Jury Charge § XXX [Doc. No. 534].

. Although Arpia attempts to distinguish Mather from the present case on a factual basis, the Mather court’s holding that the question of the appropriate discount rate is one left for the jury to decide is not limited to cases in which only one side presents evidence of discounting, nor to the particular discount rate used by the economic expert.

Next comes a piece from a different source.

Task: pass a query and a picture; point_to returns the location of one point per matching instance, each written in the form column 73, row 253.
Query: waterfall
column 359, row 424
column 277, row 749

. The court instructed the jury:

You have heard some testimony from expert witnesses who have discussed ways in which you might adjust your estimation of damages to account for certain economic factors such as inflation (that is, the idea that a service that costs a dollar today will cost more in the future) and the time value of money (that is, the idea that one dollar received today is worth more than the right to receive a dollar in the future). As I mentioned before, you should *549weigh the experts' testimony just as you will weigh other evidence. You are permitted to take economic factors into account in calculating a damage award, but you are not required to make any particular adjustments or to credit any witness’s testimony regarding the present value of a future award.

Jury Charge § XXXII [Doc. No. 534],

. The Continuum of Care plan contains cost figures for such items as they would be needed in the future.

. Arpin’s original proposed verdict form did ask the jury to give separate figures for medical care and lost earnings. However, Arpin does not argue that this satisfies the Jones requirement, and the court finds that Arpin was correct not to make this argument. Even if the court had used the verdict form that Arpin requested, it would have been inadequate to permit a collateral source reduction because it did not break down the past economic damages enough to show the specific medical expenses for which the jury intended to compensate the plaintiff. Moreover, Arpin did not press this issue after receiving the court's proposed draft juiy form, which did not break down economic damages except as between past and future damages.